Ashley Hagood  56:22

Thank you. And thank you again, Nicole. I so appreciate the opportunity to be here. And for everyone that’s listening, I really appreciate you taking your time to listen and just tune in. And I’m looking to… I’m in the Nurse Coaching business course right now with INCA, so I am working on establishing my own practice.

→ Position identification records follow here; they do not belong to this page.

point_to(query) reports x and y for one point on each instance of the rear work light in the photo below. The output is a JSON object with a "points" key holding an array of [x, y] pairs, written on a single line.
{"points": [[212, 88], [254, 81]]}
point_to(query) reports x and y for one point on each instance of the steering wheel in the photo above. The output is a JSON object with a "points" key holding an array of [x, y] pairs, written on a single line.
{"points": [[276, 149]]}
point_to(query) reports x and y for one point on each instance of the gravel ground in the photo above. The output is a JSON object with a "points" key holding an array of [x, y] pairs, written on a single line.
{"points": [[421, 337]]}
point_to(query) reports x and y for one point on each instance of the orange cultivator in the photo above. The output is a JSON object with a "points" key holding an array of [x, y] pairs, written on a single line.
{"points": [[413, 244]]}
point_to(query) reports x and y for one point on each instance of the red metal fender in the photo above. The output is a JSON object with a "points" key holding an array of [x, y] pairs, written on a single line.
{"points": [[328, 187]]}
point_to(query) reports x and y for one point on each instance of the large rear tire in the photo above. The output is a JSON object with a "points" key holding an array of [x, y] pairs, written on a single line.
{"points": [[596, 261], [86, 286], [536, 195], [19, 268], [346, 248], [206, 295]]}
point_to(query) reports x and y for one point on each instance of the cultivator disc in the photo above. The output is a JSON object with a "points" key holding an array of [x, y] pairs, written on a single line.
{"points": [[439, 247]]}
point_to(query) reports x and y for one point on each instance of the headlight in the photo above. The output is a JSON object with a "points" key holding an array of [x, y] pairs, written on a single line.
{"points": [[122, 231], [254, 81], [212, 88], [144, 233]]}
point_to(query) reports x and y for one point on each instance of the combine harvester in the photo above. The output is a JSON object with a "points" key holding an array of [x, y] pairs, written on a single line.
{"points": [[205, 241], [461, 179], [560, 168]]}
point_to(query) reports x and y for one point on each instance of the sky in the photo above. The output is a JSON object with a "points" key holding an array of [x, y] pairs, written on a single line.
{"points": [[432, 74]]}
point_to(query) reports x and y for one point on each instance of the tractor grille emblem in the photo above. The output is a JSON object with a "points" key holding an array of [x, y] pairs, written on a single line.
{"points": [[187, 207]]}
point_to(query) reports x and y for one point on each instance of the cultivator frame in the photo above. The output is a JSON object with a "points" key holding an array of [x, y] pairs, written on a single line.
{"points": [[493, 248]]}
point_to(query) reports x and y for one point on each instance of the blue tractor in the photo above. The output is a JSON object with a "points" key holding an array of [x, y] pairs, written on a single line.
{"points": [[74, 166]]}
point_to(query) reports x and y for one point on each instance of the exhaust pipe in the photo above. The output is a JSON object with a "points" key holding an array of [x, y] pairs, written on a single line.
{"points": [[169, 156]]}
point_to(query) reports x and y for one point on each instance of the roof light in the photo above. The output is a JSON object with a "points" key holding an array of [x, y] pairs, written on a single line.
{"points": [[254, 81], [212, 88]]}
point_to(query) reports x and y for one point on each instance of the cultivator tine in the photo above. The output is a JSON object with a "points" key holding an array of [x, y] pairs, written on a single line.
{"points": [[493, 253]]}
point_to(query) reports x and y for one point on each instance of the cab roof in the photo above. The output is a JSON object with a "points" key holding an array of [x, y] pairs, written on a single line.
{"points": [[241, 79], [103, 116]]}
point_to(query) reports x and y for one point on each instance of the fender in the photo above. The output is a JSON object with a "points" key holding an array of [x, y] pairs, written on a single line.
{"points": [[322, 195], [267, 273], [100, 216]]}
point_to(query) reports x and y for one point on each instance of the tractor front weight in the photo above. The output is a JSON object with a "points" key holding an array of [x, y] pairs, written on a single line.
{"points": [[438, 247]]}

My goal, Lord willing, is to be functioning and fully operational by fall 2023 as long as everything goes according to plan. You know, sometimes things happen. But I’m not on social media at the moment, but I will be very soon. Just kind of putting some pieces together. And so I’m really looking forward to entering into the Nurse Coaching space and serving clients in a way that can just be, again, just really tangible and so that they can make it happen.

Nicole Vienneau  57:12

Wonderful. Well, for now we’ll share whatever contact information you want to share. And then when you’re up and running and you get your website or whatever you’re envisioning for your business, then we can add all of these links to the podcast, because these podcasts go on forever.

Ashley Hagood  57:31

Awesome. Wonderful. Thank you so much.

Ashley Hagood, BSN, RN, NC-BC

 

Ashley Hagood is a Registered Nurse and recent International Nurse Coach Academy (INCA) Graduate of Cohort 40. With a decade of Nursing experience that began in Critical Care and transitioned to Women’s Health in 2022.

 

Ashley has demonstrated her passion for health and wellness at various stages in her career. In college, Ashley was named a campus Health and Wellness Ambassador for her wellness programming and initiatives.

 

Prior to beginning her 6-year tenure as a critical care travel nurse, Ashley collaboratively led a unit-based, nurse retention project at a Magnet Institution. In 2017, Ashley was named one of The Great 100 Nurses of Northeast Florida, an award that honors the professional and educational advancement of nurses in the region. 

 

Her experience has provided a broad and diverse perspective that led Ashley to identify core challenges in the current model of care. Ashley believes that by addressing the interconnected aspects of an individual’s well-being and involving patients as active participants; a vast potential of healing and well-being that extends beyond the absence of disease and encompasses optimizing vitality, resilience, and overall life satisfaction can be explored.

 

In 2021, Ashley took on her greatest physical challenge, and successfully climbed Mt. Kilimanjaro, the third highest summit in the world at over 19,000 feet high. Motivated by a thirst for knowledge and commitment to nursing excellence, Ashley’s current goals include; earning board certifications in Nurse Coaching and Holistic Nursing and starting an Integrative Nurse Coaching practice that provides Trauma-Informed Nurse Coaching to individuals, organizations and communities that are seeking to establish, meet or maintain health goals for overall improved quality of life.

 

In Ashley’s spare time she enjoys spending time with her family and god-children, traveling, salsa dancing and reading.

 

Ashley is from Philadelphia, P.A, and holds a Bachelor’s degree from Widener University.